But two Kansas State University agricultural economists recently told DTN’s Ag Summit that they don’t share those concerns.
“We can’t say that something can’t go wrong, but it’s not going to look like the 1980s. There are too many things that are different,” said Terry Kastens, professor emeritus of agricultural economics at KSU.
The inflation rate in the 2000s was one-third of what it was in the 1970s, interest rates are much lower and returns on farmland are one-half.
Kevin Dhuyvetter, extension agricultural economist at KSU, said today’s farmers are not as debt-laden as they were in the 1970s, many have locked in interest rates and there is growing world demand for the products they produce.
Strong demand from the ethanol sector and international customers has pushed Iowa corn prices to $6 per bushel, which is triple what they were in 2005. Soybean prices have risen to $11.40 from $5.54 over the same period.

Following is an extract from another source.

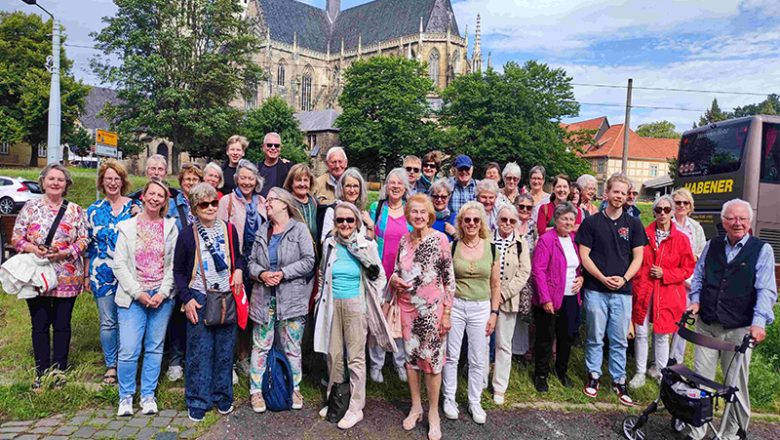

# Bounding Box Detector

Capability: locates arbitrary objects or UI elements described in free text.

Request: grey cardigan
[248,219,316,324]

Farmers are leery about expanding their operations when land values are at historic highs, despite the strong fundamentals for agricultural commodities.
They need some way to predict where farmland prices are heading.

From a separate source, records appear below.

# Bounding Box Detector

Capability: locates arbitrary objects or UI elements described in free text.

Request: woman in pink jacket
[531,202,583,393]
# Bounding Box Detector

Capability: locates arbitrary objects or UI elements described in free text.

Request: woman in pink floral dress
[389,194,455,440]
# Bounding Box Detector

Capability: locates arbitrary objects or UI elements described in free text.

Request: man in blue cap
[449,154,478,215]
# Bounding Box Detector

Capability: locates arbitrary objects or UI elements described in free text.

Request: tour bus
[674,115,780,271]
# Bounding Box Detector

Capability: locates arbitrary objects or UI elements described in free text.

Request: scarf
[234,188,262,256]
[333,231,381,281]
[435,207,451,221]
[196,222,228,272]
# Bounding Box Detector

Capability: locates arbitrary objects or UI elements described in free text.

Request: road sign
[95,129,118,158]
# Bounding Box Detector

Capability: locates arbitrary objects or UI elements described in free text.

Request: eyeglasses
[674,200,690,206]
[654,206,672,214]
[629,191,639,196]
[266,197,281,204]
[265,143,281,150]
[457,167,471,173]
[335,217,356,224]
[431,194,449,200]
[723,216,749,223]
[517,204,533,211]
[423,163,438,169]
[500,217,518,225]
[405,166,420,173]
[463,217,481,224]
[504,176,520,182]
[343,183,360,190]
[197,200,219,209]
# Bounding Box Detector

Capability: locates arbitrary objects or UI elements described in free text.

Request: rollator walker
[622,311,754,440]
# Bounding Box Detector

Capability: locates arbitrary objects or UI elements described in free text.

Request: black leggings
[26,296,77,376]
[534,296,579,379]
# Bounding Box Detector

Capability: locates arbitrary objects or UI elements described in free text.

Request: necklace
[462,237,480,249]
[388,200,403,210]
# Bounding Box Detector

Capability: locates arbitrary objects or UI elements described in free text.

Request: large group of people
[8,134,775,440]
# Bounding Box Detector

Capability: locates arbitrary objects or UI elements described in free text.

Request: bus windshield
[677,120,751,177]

Kastens said there is a 95 percent correlation between farmland values and corn revenue, but predicting where corn prices are going is no easier than guessing the trajectory of land values.
Dhuyvetter said the ratio of rent-to-land value used to be the best predictor of what was to come. When the ratio fell below six percent, it was a good indicator that land was over-priced and could be on the way down.
For instance, land prices crashed when the ratio dropped below five percent in Iowa in the early 1980s.
The ratio bounced back to 10 percent as prices plummeted.
However, the ratio hasn’t been as reliable of late. It has been below six percent since the early 2000s and is now below four percent, yet land prices continue to rise.
Farmland has been a good investment, generating an average return of 11.52 percent in the 39 agricultural states during the period between 1951 and 2010. That compares to an 11.81 percent annual return in the stock market over that same time frame.
The comforting thing about investing in farmland is that the price volatility has been minimal compared to the stock market.
However, farmers have legitimate concerns about being caught on the wrong side of the market. Dhuyvetter said they can minimize those concerns by not using much debt to finance the purchase and by not overpaying for the land.
Kastens said paying too much for land is a worse sin than over-leveraging the purchase, but farmers have a track record of doing just that. They get caught up in the emotion of bidding, overvalue certain aspects such as proximity or become tired of missed opportunities or of looking for too long.
Kastens and Dhuyvetter have developed a complicated spreadsheet to help farmers decide what they should pay for land so they can make decisions based on numbers rather than emotions and minimize the impact of a price crash when it happens.
But it might not be for a while yet.
“We’re probably near the top, but no crash is on the horizon,” said Kastens.